Rand showed us how five to six years back, if a website had relevant content and managed to get a high number of quality links, they would make it to the top of the Search Rank Positions. This, however, has undergone a major change. Content and Links still remain important, but Google has now introduced a variety of new rules to the game, making it fun for the SEO community and getting more love from the users. There are three things that I thought stood out from Fishkin’s presentation:
(1) According to Fishkin, engagement is the new rule across all digital marketing platforms. If your website is about yourself and you haven’t thought through the questions the customer has in mind, your chances of making it to the top of Google are very low. However if your website provided people with answers they are looking for, besides just selling the product/service, you will get a better outcome. These answers are often available on Google Trends, the queries we get found for on the Google Search Console (Previously webmaster tools), google analytics data and google keyword planner (an AdWords tool). On Facebook, quality trumps quantity and doing research on how your own Facebook fans behave, along with the behaviour of Facebook fans on other sites in your industry reveals clear data on what your audience looks for.

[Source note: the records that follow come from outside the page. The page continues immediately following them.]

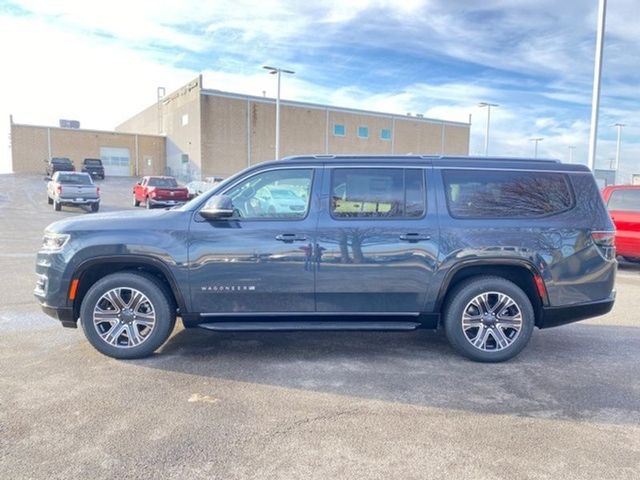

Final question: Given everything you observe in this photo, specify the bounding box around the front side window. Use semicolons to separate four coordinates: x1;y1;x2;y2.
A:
331;168;425;219
443;169;574;218
223;168;313;220
608;189;640;212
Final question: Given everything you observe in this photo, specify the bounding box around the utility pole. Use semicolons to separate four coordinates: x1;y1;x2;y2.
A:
478;102;498;156
530;137;544;159
587;0;607;170
263;66;295;160
612;123;625;184
568;145;576;163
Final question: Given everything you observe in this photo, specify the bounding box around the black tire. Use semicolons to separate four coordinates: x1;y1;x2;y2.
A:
47;196;53;205
133;195;140;207
54;199;61;211
443;276;535;362
80;272;176;359
145;197;152;209
91;202;100;213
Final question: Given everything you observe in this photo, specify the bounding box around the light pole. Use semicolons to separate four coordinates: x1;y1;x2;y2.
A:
568;145;576;163
263;65;295;160
612;122;625;184
530;137;544;158
478;102;498;156
587;0;607;170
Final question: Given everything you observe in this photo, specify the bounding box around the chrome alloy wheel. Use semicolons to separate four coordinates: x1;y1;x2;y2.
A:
461;291;523;352
92;287;156;348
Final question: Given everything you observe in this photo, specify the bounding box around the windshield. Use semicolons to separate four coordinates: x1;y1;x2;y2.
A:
148;178;178;187
57;174;92;185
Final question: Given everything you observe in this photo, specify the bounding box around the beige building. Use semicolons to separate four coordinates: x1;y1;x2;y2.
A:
11;75;470;178
10;122;165;176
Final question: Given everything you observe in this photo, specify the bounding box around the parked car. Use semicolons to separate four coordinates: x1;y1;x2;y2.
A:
81;158;105;179
601;185;640;262
133;176;189;209
46;171;100;212
35;155;615;362
45;157;75;177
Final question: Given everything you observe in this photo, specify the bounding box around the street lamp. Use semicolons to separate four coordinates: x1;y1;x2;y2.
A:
530;137;544;158
611;122;625;184
587;0;607;170
568;145;576;163
263;65;295;160
478;102;499;156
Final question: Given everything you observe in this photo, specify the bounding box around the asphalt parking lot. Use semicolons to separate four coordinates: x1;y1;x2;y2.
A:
1;174;639;479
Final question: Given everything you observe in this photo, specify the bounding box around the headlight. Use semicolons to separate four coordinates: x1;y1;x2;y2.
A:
41;232;70;252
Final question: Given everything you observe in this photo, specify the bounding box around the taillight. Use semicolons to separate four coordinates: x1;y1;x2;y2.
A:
96;186;100;195
56;185;62;194
591;231;616;260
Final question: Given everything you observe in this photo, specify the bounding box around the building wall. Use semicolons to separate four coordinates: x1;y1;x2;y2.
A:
117;77;202;179
10;124;165;175
198;92;470;178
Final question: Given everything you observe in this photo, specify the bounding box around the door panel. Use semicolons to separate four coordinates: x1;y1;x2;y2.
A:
315;167;439;313
188;167;321;313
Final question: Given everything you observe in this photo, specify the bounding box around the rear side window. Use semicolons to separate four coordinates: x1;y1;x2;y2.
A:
607;189;640;212
442;169;573;218
331;168;425;219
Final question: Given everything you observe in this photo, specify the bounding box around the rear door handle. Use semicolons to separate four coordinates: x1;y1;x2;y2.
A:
399;233;431;242
275;233;308;243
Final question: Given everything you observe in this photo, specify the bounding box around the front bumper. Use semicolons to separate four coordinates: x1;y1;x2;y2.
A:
539;294;615;329
40;303;77;328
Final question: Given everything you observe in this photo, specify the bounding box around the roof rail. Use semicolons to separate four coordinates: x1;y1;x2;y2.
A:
280;154;562;164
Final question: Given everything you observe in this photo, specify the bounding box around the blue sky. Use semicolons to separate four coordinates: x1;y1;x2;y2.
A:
0;0;638;179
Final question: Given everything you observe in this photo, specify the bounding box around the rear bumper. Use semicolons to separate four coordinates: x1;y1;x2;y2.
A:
149;198;187;207
58;197;99;205
538;294;615;329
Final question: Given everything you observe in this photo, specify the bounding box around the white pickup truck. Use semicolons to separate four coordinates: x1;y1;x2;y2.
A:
47;171;100;212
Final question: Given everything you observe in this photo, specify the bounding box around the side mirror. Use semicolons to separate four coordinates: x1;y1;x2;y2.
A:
200;195;234;220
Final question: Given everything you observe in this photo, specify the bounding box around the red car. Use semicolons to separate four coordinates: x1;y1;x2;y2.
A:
133;176;189;209
602;185;640;262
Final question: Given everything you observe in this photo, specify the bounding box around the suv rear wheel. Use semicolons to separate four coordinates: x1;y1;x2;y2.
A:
443;276;534;362
80;272;176;359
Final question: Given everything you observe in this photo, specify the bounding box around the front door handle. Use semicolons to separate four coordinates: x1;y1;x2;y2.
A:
399;233;431;242
275;233;308;243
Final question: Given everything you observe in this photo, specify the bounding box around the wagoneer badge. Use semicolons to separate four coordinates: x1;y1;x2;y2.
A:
201;285;256;292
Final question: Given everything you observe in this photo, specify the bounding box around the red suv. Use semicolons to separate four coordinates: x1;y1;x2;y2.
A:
602;185;640;262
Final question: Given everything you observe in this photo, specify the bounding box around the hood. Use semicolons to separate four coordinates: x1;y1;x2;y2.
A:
45;208;189;234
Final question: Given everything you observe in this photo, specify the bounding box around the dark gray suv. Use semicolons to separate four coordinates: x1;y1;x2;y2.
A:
34;155;616;362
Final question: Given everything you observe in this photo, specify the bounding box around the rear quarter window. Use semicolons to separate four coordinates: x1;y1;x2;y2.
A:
442;169;574;219
607;189;640;212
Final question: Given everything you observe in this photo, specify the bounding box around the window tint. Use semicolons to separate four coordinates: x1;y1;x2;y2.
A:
334;124;345;136
357;126;369;138
380;128;392;140
223;168;313;219
608;189;640;212
331;168;425;218
443;170;573;218
148;177;178;187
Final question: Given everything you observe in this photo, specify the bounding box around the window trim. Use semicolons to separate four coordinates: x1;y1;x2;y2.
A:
441;169;576;220
333;123;346;137
198;166;316;222
328;167;427;221
357;126;369;139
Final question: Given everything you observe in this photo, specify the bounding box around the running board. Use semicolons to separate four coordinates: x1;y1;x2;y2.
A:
197;321;422;332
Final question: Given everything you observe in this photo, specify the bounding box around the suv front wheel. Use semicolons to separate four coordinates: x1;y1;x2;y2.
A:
80;272;176;359
443;276;534;362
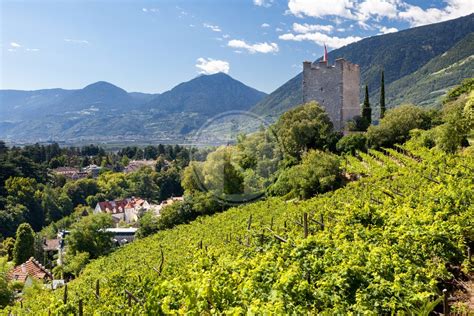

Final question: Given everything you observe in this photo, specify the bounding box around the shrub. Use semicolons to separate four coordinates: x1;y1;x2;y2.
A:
336;133;367;155
367;105;434;149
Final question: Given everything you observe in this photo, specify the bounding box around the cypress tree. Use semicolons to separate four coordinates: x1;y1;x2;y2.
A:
362;84;372;125
13;223;35;265
380;71;386;119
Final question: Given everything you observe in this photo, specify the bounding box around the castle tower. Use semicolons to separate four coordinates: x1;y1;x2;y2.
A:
302;58;360;130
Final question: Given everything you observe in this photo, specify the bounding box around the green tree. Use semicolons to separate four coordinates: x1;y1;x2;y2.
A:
367;105;434;149
273;101;335;159
63;252;89;278
66;213;114;259
0;257;13;308
435;91;474;153
13;223;35;265
362;84;372;125
1;238;15;261
380;71;386;119
336;133;367;155
127;167;160;202
5;177;44;231
269;150;341;199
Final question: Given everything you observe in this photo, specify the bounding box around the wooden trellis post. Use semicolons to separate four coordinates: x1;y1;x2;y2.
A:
95;279;100;299
78;299;83;316
63;284;68;304
303;213;308;238
442;289;449;315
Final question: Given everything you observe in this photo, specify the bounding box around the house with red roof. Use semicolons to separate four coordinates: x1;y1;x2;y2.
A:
8;257;53;286
94;197;154;224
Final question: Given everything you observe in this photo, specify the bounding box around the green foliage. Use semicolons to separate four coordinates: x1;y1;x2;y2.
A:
62;252;90;278
0;257;14;308
273;101;336;159
269;150;341;199
5;177;44;231
66;213;114;259
346;115;370;132
13;223;35;265
0;238;15;261
367;105;435;149
336;133;367;155
435;91;474;152
443;77;474;104
128;167;160;202
380;71;386;119
362;85;372;125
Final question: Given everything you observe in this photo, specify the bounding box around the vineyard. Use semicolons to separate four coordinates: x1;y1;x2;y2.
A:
3;145;473;314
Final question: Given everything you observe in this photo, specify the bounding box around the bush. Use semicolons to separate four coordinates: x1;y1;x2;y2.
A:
366;105;434;149
346;115;370;132
435;91;474;153
336;134;367;155
269;150;341;199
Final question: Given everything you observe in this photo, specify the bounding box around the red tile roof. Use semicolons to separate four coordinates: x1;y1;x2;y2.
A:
9;257;53;283
97;197;148;214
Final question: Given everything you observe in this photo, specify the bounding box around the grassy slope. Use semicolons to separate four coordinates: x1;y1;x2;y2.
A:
4;145;473;314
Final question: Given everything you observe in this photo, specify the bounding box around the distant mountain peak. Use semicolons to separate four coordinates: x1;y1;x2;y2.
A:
83;81;125;92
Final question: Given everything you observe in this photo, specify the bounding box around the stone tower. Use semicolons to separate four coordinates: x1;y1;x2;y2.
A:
302;58;360;130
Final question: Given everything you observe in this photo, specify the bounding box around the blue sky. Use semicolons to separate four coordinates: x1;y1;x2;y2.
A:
1;0;473;94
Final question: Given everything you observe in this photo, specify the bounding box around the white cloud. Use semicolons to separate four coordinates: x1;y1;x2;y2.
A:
196;58;230;74
293;23;334;33
228;39;279;54
356;0;398;21
64;38;89;44
261;23;271;28
142;7;159;13
222;34;230;38
275;27;284;32
379;26;398;34
253;0;273;7
10;42;21;48
203;23;222;32
398;0;474;26
286;0;474;31
26;48;40;52
287;0;355;18
279;32;362;49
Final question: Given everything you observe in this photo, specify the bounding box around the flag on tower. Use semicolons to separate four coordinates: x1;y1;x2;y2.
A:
323;44;328;63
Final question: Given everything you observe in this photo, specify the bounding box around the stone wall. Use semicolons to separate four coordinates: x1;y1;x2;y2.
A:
302;59;360;130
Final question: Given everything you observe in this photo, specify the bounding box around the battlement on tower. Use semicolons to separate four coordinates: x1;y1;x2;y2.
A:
302;58;360;130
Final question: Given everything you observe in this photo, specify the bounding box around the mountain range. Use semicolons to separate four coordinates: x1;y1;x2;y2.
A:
0;74;266;144
1;13;473;144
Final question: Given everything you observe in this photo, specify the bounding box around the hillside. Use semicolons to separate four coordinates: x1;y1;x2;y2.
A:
252;13;474;118
5;145;473;314
383;33;474;108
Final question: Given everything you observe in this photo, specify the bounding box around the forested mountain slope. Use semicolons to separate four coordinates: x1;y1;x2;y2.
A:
252;13;474;119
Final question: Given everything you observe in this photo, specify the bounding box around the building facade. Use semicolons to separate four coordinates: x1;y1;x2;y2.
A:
302;58;360;130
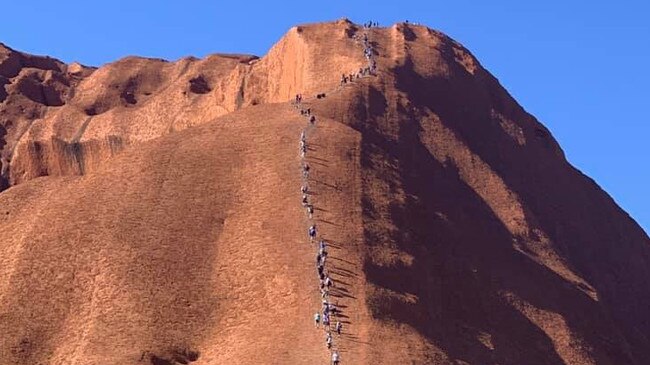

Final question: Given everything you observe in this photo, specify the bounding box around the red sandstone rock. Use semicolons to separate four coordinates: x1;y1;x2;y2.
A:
0;20;648;365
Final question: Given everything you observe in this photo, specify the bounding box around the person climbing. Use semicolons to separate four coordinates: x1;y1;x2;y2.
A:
303;163;310;178
341;74;347;85
319;239;326;251
307;204;314;219
326;332;333;349
335;321;342;335
325;276;333;288
306;108;311;115
309;115;316;124
300;130;306;142
302;194;309;207
301;144;307;158
332;351;340;365
314;312;321;328
329;303;338;315
318;264;324;277
323;312;330;327
309;225;317;241
301;184;308;194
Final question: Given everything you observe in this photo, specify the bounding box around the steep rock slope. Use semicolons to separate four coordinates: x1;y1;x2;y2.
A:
0;20;648;365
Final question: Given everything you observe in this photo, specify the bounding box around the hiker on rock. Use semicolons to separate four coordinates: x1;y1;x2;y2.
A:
307;204;314;219
335;321;342;335
302;194;309;207
326;332;333;349
301;184;308;194
332;351;340;365
309;225;317;241
310;115;316;124
314;312;321;328
329;303;338;315
325;276;333;288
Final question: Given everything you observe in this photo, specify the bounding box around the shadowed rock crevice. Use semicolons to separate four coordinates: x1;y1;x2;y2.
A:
188;75;211;94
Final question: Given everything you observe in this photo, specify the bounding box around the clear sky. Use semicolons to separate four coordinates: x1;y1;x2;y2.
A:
2;1;648;233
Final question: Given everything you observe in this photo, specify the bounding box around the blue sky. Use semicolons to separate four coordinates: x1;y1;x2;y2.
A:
1;1;648;233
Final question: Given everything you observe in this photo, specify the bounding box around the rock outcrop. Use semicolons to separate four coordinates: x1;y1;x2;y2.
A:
0;20;648;365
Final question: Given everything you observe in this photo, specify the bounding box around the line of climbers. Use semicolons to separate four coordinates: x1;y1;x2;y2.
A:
341;25;378;85
292;21;380;365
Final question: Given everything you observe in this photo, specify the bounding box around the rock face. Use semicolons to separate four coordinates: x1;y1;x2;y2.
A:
0;19;648;365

(2) Fishkin titled his presentation “Don’t let them hit the back button” in reference to when they land on your website, mobile site or your social sites. There are a number of reasons people hit the back button. An interesting reason he pointed out was that if you ask them for their information as soon as they land, you are asking for a commitment too soon. Visual Content, Interactive tools and a simplified visitor journey reduces the people who leave your website and go away and this can improve your position dramatically on the Search Results, where the difference between being on page 2 and top of page 1 can be enormous.
(3) Fishkin talked about how in the past Google used to eschew machine learning for organic searches but has now started using it after discovering over many years that the best way to work with a variety of content and make meaning of it is to use algorithms that make algorithms. He gave an example of how for Google to find out that there is a “cat” on your homepage used to be for you to label it as a “cat” in your atl tags. Now with Machine learning, the algorithm automatically understands that when a creature like a cat exists on a number of websites, it would look like this. So even if we don’t label the “cat”, the algorithm itself has gathered the ability to do so.
What this means for search is that the future of SEO is all about making your website attractive, engaging and interactive for the users, and a lot of low end work that SEO community had to do will be eliminated. It is the true emergence of natural SEO, which is data and insight driven and not manipulative.